The warning is for the human recipient of the email. In the same way
as the truncation of the patch at 300 lines generates a warning for
the human recipient, so should this line-length truncation. For me it
ends up in the email sent to the recipient of the notification, as per
the other self.ui.write calls in this function (from which I copied
that line!) - confirmed in testing.

>> + difflines = [(l[:995]+"...",l)[len(l)<999] for l in difflines]
>> +
>
> You'll notice we use PEP8 spacing around operators like '>', '+', and
> ','.

OK, will correct.
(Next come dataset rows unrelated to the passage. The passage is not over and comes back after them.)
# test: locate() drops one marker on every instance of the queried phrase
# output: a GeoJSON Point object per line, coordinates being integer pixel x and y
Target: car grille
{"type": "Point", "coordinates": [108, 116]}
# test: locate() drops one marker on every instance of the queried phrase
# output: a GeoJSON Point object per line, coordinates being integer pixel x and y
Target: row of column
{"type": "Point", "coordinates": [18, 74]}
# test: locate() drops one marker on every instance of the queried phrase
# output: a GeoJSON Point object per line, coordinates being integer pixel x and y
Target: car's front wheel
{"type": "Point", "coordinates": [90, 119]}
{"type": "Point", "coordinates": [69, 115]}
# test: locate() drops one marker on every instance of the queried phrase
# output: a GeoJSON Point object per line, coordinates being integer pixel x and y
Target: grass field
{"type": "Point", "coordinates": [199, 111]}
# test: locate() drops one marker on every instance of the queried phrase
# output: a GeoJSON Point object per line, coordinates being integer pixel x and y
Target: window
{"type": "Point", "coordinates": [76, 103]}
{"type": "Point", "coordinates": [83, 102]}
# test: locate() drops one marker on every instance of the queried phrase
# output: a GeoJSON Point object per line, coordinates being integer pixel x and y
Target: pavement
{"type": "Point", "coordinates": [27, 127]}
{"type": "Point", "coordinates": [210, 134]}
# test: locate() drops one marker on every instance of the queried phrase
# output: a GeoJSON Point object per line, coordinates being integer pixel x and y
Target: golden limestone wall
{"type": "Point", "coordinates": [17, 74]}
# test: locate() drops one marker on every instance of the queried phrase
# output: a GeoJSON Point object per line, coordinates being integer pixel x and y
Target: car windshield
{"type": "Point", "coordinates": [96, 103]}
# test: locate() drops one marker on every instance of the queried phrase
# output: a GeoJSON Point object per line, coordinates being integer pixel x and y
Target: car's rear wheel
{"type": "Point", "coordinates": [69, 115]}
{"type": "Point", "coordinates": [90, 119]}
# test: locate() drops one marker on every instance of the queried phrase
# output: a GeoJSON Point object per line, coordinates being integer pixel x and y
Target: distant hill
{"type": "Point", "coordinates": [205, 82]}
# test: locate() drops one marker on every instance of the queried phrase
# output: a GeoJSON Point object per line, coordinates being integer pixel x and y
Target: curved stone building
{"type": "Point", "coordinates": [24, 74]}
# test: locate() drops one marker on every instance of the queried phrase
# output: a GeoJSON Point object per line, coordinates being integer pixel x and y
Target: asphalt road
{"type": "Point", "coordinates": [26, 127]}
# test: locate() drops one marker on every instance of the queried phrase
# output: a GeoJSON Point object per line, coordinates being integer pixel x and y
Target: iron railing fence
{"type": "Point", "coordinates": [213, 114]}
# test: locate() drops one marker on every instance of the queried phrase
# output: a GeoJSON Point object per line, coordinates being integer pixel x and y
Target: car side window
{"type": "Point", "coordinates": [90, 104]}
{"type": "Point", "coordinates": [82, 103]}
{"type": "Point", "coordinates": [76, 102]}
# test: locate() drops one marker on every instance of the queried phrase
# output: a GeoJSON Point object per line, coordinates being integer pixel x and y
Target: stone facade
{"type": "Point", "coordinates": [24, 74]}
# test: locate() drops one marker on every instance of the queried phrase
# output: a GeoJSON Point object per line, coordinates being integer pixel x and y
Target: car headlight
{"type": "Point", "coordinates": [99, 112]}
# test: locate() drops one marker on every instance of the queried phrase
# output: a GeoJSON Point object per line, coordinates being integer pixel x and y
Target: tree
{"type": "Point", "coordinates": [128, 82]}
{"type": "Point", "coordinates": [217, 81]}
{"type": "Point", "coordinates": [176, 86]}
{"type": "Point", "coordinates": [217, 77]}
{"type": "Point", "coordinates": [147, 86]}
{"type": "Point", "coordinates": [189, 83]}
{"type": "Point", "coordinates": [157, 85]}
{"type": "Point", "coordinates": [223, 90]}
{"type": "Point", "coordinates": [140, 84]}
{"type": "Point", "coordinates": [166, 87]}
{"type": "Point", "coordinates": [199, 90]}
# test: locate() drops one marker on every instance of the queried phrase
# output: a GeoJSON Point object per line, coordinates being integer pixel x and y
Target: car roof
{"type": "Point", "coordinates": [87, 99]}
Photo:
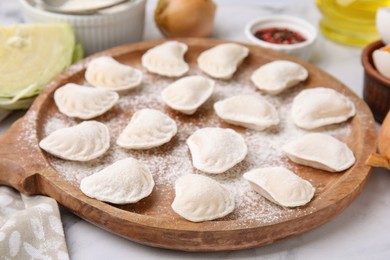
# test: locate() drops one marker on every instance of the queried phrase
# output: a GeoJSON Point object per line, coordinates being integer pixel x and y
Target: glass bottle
{"type": "Point", "coordinates": [350, 22]}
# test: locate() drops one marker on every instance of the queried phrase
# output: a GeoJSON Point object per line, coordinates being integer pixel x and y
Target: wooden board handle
{"type": "Point", "coordinates": [13, 163]}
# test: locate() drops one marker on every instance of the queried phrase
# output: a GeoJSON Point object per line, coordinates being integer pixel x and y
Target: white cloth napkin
{"type": "Point", "coordinates": [30, 227]}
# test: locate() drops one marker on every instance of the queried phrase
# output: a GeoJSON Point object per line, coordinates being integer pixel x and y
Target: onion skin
{"type": "Point", "coordinates": [383, 158]}
{"type": "Point", "coordinates": [185, 18]}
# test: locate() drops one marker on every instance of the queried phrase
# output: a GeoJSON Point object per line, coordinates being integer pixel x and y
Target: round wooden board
{"type": "Point", "coordinates": [151, 221]}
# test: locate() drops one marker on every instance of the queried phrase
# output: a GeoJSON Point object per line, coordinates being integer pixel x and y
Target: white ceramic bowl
{"type": "Point", "coordinates": [301, 50]}
{"type": "Point", "coordinates": [96, 32]}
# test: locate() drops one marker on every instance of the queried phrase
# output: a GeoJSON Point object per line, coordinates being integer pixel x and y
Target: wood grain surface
{"type": "Point", "coordinates": [27, 168]}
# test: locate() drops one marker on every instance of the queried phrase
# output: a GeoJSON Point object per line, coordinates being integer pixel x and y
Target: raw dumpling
{"type": "Point", "coordinates": [199, 198]}
{"type": "Point", "coordinates": [83, 142]}
{"type": "Point", "coordinates": [320, 151]}
{"type": "Point", "coordinates": [166, 59]}
{"type": "Point", "coordinates": [316, 107]}
{"type": "Point", "coordinates": [147, 128]}
{"type": "Point", "coordinates": [249, 111]}
{"type": "Point", "coordinates": [276, 76]}
{"type": "Point", "coordinates": [83, 102]}
{"type": "Point", "coordinates": [125, 181]}
{"type": "Point", "coordinates": [280, 186]}
{"type": "Point", "coordinates": [105, 72]}
{"type": "Point", "coordinates": [216, 150]}
{"type": "Point", "coordinates": [222, 60]}
{"type": "Point", "coordinates": [187, 94]}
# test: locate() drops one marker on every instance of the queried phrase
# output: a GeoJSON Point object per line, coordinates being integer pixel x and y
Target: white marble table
{"type": "Point", "coordinates": [362, 231]}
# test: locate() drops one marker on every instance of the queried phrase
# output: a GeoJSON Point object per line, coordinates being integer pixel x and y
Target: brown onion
{"type": "Point", "coordinates": [185, 18]}
{"type": "Point", "coordinates": [383, 158]}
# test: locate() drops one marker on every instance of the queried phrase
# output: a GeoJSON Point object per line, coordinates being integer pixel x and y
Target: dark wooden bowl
{"type": "Point", "coordinates": [376, 90]}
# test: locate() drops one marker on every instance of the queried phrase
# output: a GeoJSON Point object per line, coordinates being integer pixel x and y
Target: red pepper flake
{"type": "Point", "coordinates": [279, 36]}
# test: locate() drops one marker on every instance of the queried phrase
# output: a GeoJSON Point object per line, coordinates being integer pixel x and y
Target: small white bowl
{"type": "Point", "coordinates": [96, 32]}
{"type": "Point", "coordinates": [301, 50]}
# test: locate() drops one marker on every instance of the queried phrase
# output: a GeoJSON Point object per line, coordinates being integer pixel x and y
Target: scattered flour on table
{"type": "Point", "coordinates": [172, 160]}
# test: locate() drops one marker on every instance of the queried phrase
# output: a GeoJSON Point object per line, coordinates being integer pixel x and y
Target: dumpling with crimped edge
{"type": "Point", "coordinates": [281, 186]}
{"type": "Point", "coordinates": [249, 111]}
{"type": "Point", "coordinates": [187, 94]}
{"type": "Point", "coordinates": [216, 150]}
{"type": "Point", "coordinates": [105, 72]}
{"type": "Point", "coordinates": [148, 128]}
{"type": "Point", "coordinates": [84, 102]}
{"type": "Point", "coordinates": [125, 181]}
{"type": "Point", "coordinates": [316, 107]}
{"type": "Point", "coordinates": [320, 151]}
{"type": "Point", "coordinates": [83, 142]}
{"type": "Point", "coordinates": [200, 198]}
{"type": "Point", "coordinates": [166, 59]}
{"type": "Point", "coordinates": [222, 61]}
{"type": "Point", "coordinates": [276, 76]}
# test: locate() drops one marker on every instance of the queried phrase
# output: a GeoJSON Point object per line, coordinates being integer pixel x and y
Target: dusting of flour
{"type": "Point", "coordinates": [172, 160]}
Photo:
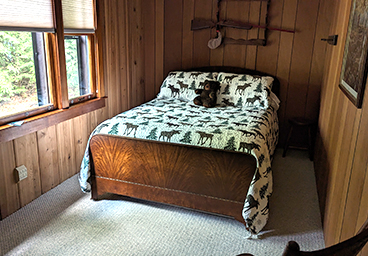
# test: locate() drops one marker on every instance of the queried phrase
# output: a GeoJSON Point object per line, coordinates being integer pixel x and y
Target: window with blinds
{"type": "Point", "coordinates": [38, 71]}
You can tell I'm new to Python as well as to Mercurial :)

--
Bill Gallafent.

Mads Kiilerich

unread,

Oct 27, 2011, 7:46:12 PM10/27/11

to Matt Mackall, mercuri...@selenic.com

(Discussing patch for http://mercurial.selenic.com/bts/issue3075 )

Matt Mackall wrote, On 10/27/2011 06:09 PM:
> But we've also got the patchbomb extension, which will have the same
> issue.

Really? patchbomb uses mail.mimetextpatch which 3e544c074459 changed to
handle odd patches correctly:

>>> import mercurial.mail
>>> print mercurial.mail.mimetextpatch('a\nb')
From nobody Fri Oct 28 01:19:21 2011
Content-Type: text/plain; charset="us-ascii"
MIME-Version: 1.0
Content-Transfer-Encoding: 7bit

a
b
>>> print mercurial.mail.mimetextpatch('b\xc3\xb8b')
From nobody Fri Oct 28 01:20:10 2011
Content-Type: text/plain; charset="utf-8"
MIME-Version: 1.0
Content-Transfer-Encoding: base64

YsO4Yg==

>>> print mercurial.mail.mimetextpatch('x'*951)
From nobody Fri Oct 28 01:20:44 2011
Content-Type: text/plain; charset="us-ascii"
MIME-Version: 1.0
Content-Transfer-Encoding: quoted-printable

xxxxxxxxxxxxxxxxxxxxxxxxxxxxxxxxxxxxxxxxxxxxxxxxxxxxxxxxxxxxxxxxxxxxxxxxxxx=
xxxxxxxxxxxxxxxxxxxxxxxxxxxxxxxxxxxxxxxxxxxxxxxxxxxxxxxxxxxxxxxxxxxxxxxxxxx=
xxxxxxxxxxxxxxxxxxxxxxxxxxxxxxxxxxxxxxxxxxxxxxxxxxxxxxxxxxxxxxxxxxxxxxxxxxx=
xxxxxxxxxxxxxxxxxxxxxxxxxxxxxxxxxxxxxxxxxxxxxxxxxxxxxxxxxxxxxxxxxxxxxxxxxxx=
xxxxxxxxxxxxxxxxxxxxxxxxxxxxxxxxxxxxxxxxxxxxxxxxxxxxxxxxxxxxxxxxxxxxxxxxxxx=
xxxxxxxxxxxxxxxxxxxxxxxxxxxxxxxxxxxxxxxxxxxxxxxxxxxxxxxxxxxxxxxxxxxxxxxxxxx=
xxxxxxxxxxxxxxxxxxxxxxxxxxxxxxxxxxxxxxxxxxxxxxxxxxxxxxxxxxxxxxxxxxxxxxxxxxx=
xxxxxxxxxxxxxxxxxxxxxxxxxxxxxxxxxxxxxxxxxxxxxxxxxxxxxxxxxxxxxxxxxxxxxxxxxxx=
xxxxxxxxxxxxxxxxxxxxxxxxxxxxxxxxxxxxxxxxxxxxxxxxxxxxxxxxxxxxxxxxxxxxxxxxxxx=
xxxxxxxxxxxxxxxxxxxxxxxxxxxxxxxxxxxxxxxxxxxxxxxxxxxxxxxxxxxxxxxxxxxxxxxxxxx=
xxxxxxxxxxxxxxxxxxxxxxxxxxxxxxxxxxxxxxxxxxxxxxxxxxxxxxxxxxxxxxxxxxxxxxxxxxx=
xxxxxxxxxxxxxxxxxxxxxxxxxxxxxxxxxxxxxxxxxxxxxxxxxxxxxxxxxxxxxxxxxxxxxxxxxxx=
xxxxxxxxxxxxxxxxxxxxxxxxxxxxxxxxxxxxxxxxxxxxxxxxxxx

AFAICS everything would be fine if notify did like patchbomb.

This is also why http://mercurial.selenic.com/bts/issue2414 IMHO never
was an issue.

A viable solution to http://mercurial.selenic.com/bts/issue2290 could
perhaps be to also use mime or qp if '[^\n\t\x32-\x7e]' is found.